Le débat sur cette lettre va s’ouvrir, le 12 avril 1792, à l’Assemblée Nationale[4]. Nous allons en extraire et reporter les éléments principaux :

_ M. Bréard. Les membres de l’Assemblée nationale (…) ne doivent pas être distingués des autres citoyens(…). (applaudissements).

_ M. Chéron-La-Bruyère. Je demande qu’on fasse un article additionnel (…) par lequel il sera établi que les députés ne pourront recevoir leur traitement du mois, qu’il n’aient acquitté le troisième tiers de leur contribution patriotique.

_ M. Goupilleau. J’appuierai la motion (…) mais il faudra un délai.

_ M. Chéron-La-Bruyère. Vous avez trois semaines pour cela.

A compter de cette quatrième intervention M. Chéron-la-Bruyère sera interrompu à chacune de ses tentatives d’intervention. N’interviendrons plus que des opposants au projet d’article additionnel. A maintes reprises plusieurs membres de l’Assemblée demanderont le rapport du décret ou la fermeture de la discussion.

M. Kersaint s’indigne que l’on puisse vouloir contrôler les représentants du peuple comme si l’on mettait en cause leur civisme et ″ le membre qui a fait cette motion mériterait d’être rappelé à l’ordre″ (applaudissements).

M. Rougier-la-Bergerie, bien que la lettre des commissaires de la trésorerie, mentionne que la lettre de mission des députés précise qu’ils touchent un traitement, intervient dans les termes suivants ″nous n’avons ni salaire, ni traitement, ni pension″.

M.Lecointre-Pyuraveau dans une longue intervention demande l’annulation de l’éventuel article additionnel au décret qui lui parait injuste et qu’il entend réfuter les raisonnements spécieux qui l’ont étayé. Ce qu’il fait dans les termes suivants : « on ne peut payer à un particulier un traitement, une pension ou un salaire quelconque sur le Trésor Public, sans qu’il rapporte la quittance de sa contribution patriotique. Ce principe, Messieurs, ne nous est pas applicable par la raison que ce n’est pas un traitement, mais une indemnité qui nous est accordée. Et vous savez que la loi que l’on a citée n’a rapport qu’aux traitements publics ». (Murmures).

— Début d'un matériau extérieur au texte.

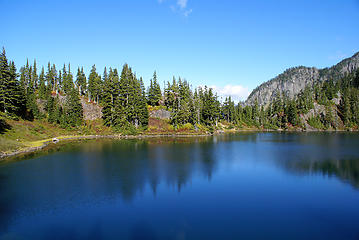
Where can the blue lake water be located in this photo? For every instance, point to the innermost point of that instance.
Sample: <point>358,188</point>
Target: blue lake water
<point>243,186</point>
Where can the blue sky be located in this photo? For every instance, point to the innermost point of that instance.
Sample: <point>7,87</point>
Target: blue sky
<point>232,46</point>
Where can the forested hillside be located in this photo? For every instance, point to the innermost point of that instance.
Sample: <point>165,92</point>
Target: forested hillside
<point>60,98</point>
<point>293,80</point>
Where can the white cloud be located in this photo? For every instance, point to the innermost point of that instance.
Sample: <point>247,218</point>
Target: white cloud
<point>237,92</point>
<point>182,3</point>
<point>187,13</point>
<point>178,6</point>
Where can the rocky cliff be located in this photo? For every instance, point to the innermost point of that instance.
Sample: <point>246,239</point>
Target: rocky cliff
<point>293,80</point>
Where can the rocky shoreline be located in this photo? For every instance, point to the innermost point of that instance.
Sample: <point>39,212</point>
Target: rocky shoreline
<point>45,143</point>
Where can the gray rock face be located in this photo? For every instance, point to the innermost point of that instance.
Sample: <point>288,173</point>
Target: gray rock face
<point>293,80</point>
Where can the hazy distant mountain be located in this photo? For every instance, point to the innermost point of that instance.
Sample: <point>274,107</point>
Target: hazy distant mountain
<point>293,80</point>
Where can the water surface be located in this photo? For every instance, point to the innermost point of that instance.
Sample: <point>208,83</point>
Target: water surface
<point>245,186</point>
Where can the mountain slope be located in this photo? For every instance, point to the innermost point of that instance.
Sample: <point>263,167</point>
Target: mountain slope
<point>293,80</point>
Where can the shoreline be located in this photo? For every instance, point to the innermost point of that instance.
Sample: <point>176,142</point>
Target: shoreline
<point>41,144</point>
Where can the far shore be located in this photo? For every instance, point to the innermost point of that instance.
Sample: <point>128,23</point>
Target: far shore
<point>38,145</point>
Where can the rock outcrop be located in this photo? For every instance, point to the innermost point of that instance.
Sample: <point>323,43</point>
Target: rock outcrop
<point>293,80</point>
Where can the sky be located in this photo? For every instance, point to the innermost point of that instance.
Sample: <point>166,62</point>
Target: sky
<point>232,46</point>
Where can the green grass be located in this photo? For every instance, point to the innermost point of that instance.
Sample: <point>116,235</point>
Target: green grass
<point>23,134</point>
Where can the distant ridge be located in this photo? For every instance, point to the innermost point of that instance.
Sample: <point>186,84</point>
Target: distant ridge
<point>293,80</point>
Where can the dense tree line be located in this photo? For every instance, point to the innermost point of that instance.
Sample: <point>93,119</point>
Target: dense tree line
<point>21,93</point>
<point>124,99</point>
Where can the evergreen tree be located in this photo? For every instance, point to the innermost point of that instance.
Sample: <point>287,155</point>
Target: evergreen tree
<point>10,93</point>
<point>154,92</point>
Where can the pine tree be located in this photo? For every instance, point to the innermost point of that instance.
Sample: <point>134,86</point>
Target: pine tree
<point>81,81</point>
<point>154,91</point>
<point>10,94</point>
<point>73,112</point>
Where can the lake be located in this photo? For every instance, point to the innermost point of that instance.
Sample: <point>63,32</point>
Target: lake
<point>240,186</point>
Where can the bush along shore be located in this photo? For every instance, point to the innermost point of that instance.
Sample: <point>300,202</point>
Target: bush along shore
<point>36,106</point>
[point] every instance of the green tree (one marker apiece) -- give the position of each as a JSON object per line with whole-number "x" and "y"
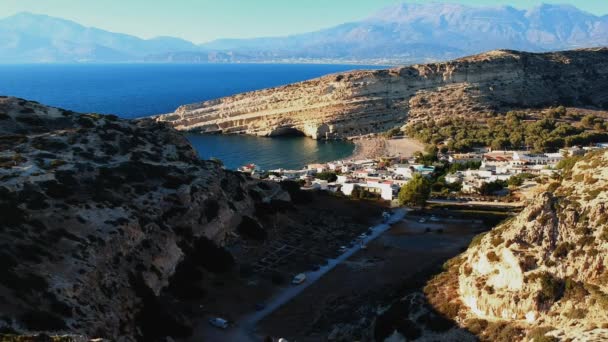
{"x": 415, "y": 192}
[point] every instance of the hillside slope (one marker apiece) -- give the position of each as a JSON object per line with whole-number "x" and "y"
{"x": 547, "y": 267}
{"x": 539, "y": 276}
{"x": 97, "y": 215}
{"x": 361, "y": 102}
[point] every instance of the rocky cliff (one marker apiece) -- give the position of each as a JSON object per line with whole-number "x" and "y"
{"x": 540, "y": 276}
{"x": 96, "y": 215}
{"x": 547, "y": 267}
{"x": 361, "y": 102}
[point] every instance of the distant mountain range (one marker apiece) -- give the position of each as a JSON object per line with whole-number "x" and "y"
{"x": 399, "y": 34}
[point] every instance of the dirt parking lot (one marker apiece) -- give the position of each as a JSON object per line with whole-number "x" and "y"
{"x": 350, "y": 292}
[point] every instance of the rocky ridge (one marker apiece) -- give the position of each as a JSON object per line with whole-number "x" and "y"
{"x": 539, "y": 276}
{"x": 98, "y": 215}
{"x": 547, "y": 267}
{"x": 361, "y": 102}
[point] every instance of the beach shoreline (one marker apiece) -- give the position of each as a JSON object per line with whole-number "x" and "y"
{"x": 374, "y": 147}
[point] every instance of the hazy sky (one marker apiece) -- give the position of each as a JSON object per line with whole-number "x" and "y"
{"x": 204, "y": 20}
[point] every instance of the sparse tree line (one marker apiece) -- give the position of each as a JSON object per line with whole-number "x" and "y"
{"x": 548, "y": 131}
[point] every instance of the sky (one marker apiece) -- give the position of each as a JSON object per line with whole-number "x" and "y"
{"x": 204, "y": 20}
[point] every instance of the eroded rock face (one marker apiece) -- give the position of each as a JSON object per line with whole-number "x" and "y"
{"x": 547, "y": 266}
{"x": 361, "y": 102}
{"x": 96, "y": 214}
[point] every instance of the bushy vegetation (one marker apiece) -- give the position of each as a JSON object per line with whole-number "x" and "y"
{"x": 514, "y": 130}
{"x": 392, "y": 132}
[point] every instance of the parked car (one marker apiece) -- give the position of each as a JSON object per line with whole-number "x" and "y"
{"x": 219, "y": 322}
{"x": 298, "y": 279}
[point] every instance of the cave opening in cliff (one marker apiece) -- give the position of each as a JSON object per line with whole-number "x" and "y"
{"x": 287, "y": 132}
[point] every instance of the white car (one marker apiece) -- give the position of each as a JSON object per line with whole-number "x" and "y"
{"x": 298, "y": 279}
{"x": 219, "y": 322}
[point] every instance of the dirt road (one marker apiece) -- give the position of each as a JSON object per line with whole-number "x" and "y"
{"x": 244, "y": 330}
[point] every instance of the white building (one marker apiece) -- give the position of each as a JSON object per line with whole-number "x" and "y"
{"x": 386, "y": 190}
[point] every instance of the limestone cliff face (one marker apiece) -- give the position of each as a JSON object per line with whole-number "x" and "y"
{"x": 547, "y": 266}
{"x": 96, "y": 214}
{"x": 361, "y": 102}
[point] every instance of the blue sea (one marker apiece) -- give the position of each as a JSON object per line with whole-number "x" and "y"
{"x": 137, "y": 90}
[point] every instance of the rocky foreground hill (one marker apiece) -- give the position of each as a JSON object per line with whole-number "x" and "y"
{"x": 540, "y": 276}
{"x": 362, "y": 102}
{"x": 97, "y": 215}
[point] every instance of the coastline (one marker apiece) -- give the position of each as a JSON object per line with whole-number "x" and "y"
{"x": 374, "y": 147}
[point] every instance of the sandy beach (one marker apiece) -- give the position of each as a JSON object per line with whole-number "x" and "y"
{"x": 376, "y": 147}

M. Charlier : « Il n’y a pas de bon sens à M. Chéron de prétendre que nous recevons un traitement ».

M. Ducos : « la proposition qui a été décrétée tout à l’heure fut faite à l’Assemblée Constituante, qui passa à l’ordre du jour parce qu’elle ne souffrait pas que l’on porta atteinte à sa dignité par de misérables détails. (…) j’appuie la proposition de rapporter le décret ».

Le président fait procéder au vote. L’’Assemblée vote l’annulation du projet de décret.

Intervention de M. Caminet : « Je demande que dans les mandats qui sont délivrés aux députés, le mot indemnité soit substitué à celui de traitement ».

L’assemblée adopte la proposition de M. Caminet.

Le président passe à l’ordre du jour suivant ………………..

[1] Tout chevalier membre d’un tel ordre, même si l’ordre était étranger, ce qui était le cas de l’ordre des Hospitaliers, et qui aurait voulu en rester membre, aurait, en conséquence de ce décret, perdu sa nationalité française.

[2] Les biens du clergé de France avaient été saisis et mis en vente suite à la prise du décret du 2 novembre 1789. Le décret du 30 mars 1792 confisquera les biens des émigrés qui se sont établis à l’étranger à compter du 1er juillet 1789.

[3] Archives nationales, carton C146, feuille C213.

[4] Archives parlementaires1787à 1860, 34-51.